Irvine WELSH - Ecstasy

Ecstasy Cela fait plus d'une bonne demi-douzaine d'années que je n'avais pas lu un livre d'Irvine WELSH, époque où j'avais lu dans la foulée les délirants 'Trainspotting" et sa suite 'Porno'. Et en retrouvant le livre planqué dans mon étagère, je me suis donc laissé tenter par cette série de nouvelles stupéfiantes, comme leurs noms l'indiquent.

Résumé:
Quel point en commun entre la reine des romans à l'eau-de-rose et un animateur de télé locale nécrophile? Celui entre une fille sans bras, un hooligan et un cadre supérieur d'une multinationale? Et enfin, entre un trentenaire ne vivant que pour les week-ends et une femme voulant changer de vie?
Et bien, c'est qu'il s'agit de trois romances, sous l'emprise de l'Ectasy, en version Trash, comme c'est si bien le faire Irvine Welsh.

Ma note: ma note

Remarque: lu en anglais, écossais et cockney!

Ma critique:
C'est toujours difficile de donner son opinion sur des série de nouvelles car le sujet et les styles diffèrent. Même si là, le théme commun est la consommation d'Ecsatsy et des ses conséquences, les 3 sont radicalement différentes et inégales; et vont de mal en pis.

La toute première histoire est de loin ma préférée, et la plus outrancière. C'est un véritable délire, grossier et choquant, que Chuck Palahniuk ne renierait pas. Nous avons donc d'un côté une romancière (obèse) à l'eau de rose, et de l'autre une infirmière n'aimant pas les hommes. Au milieu, le mari de la romancière qui passe son temps à liquider en jeux de hasard et en putes la fortune de sa femme; et un animateur de télé locale nécrophile, qui a ses entrées à la morgue de l'Hôpital.
Irvine WELSH s'amuse de ses personnages et explorent un style qu'on ne lui connaissait pas en nous dévoilant quelques extraits (avec un style très proche de celui de Jane Austen) de la romancière. Le final est à mourir de rire et le style est le plus proche de 'Porno'.

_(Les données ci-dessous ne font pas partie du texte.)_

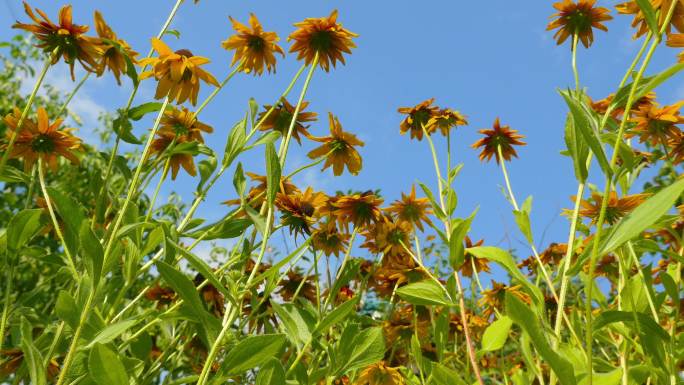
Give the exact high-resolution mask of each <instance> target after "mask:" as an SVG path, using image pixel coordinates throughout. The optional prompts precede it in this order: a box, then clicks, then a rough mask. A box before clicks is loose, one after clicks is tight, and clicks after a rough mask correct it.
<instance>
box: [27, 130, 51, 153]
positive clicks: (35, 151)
mask: <svg viewBox="0 0 684 385" xmlns="http://www.w3.org/2000/svg"><path fill="white" fill-rule="evenodd" d="M31 149H32V150H33V151H35V152H52V151H53V150H54V149H55V142H54V140H53V139H52V137H50V136H49V135H45V134H40V135H38V136H37V137H36V138H35V139H33V141H32V142H31Z"/></svg>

La deuxième nouvelle nous narre l'histoire d'un jeune hooligan, passant sa vie à chercher la bagarre et prendre de l'Ecstasy. En parallèle à sa vie de débauche, on suit l'histoire d'un riche homme d'affaires, qui noie un passé scrupuleux, et une jeune fille née sans bras. Les 3 personnages sont liés, et la jeune fille, reine de la fellation, saura manipuler son homme pour arriver à sa terrible vengeance.
Œuvre un peu plus politique, la nouvelle met un peu de temps à démarrer, même si on comprend de suite la nature de l'intrigue et le dénouement final.

La troisième histoire est la moins convaincante, racontant l'histoire d'un jeune trentenaire ne vivant que pour la défonce du Samedi soir; et la vie d'une femme se sentant piégée dans sa relation conjugale. Les deux se retrouvent à la fin mais cette nouvelle est relativement plate, car sans aucune intrigue. La seule narration intéressante est celle de savoir si Heather va quitter son mari ou non; la vie de Lloyd est faite d’expédients et de petites défonces qu'on a parfois mal à suivre.
Il faut dire, surtout pour ceux qui n'ont jamais lu d'Irvine WELSH, que son style est basé sur le phonétique régional. Un peu comme dans les livres de Chuck Palahniuk, les personnages d'Irvine Welsh ont des tics de langages très marquées, et surtout un accent à couper au couteau! Il faut presque lire à haute voix pour comprendre certaines phrases. Et les répliques du jeune Lloyd sont presque incompréhensibles, surtout lorsqu'il est sous influence.

D'une point de vue général, cette série de nouvelles est très amusante, et nous fait découvrir la jeunesse anglaise sous un prisme assez édifiant. La chose la plus drôle est que l'auteur a réussi à écrire avec plusieurs accents: écossais, cockney et londonien. Et c'est une joli bravoure d'écrivain.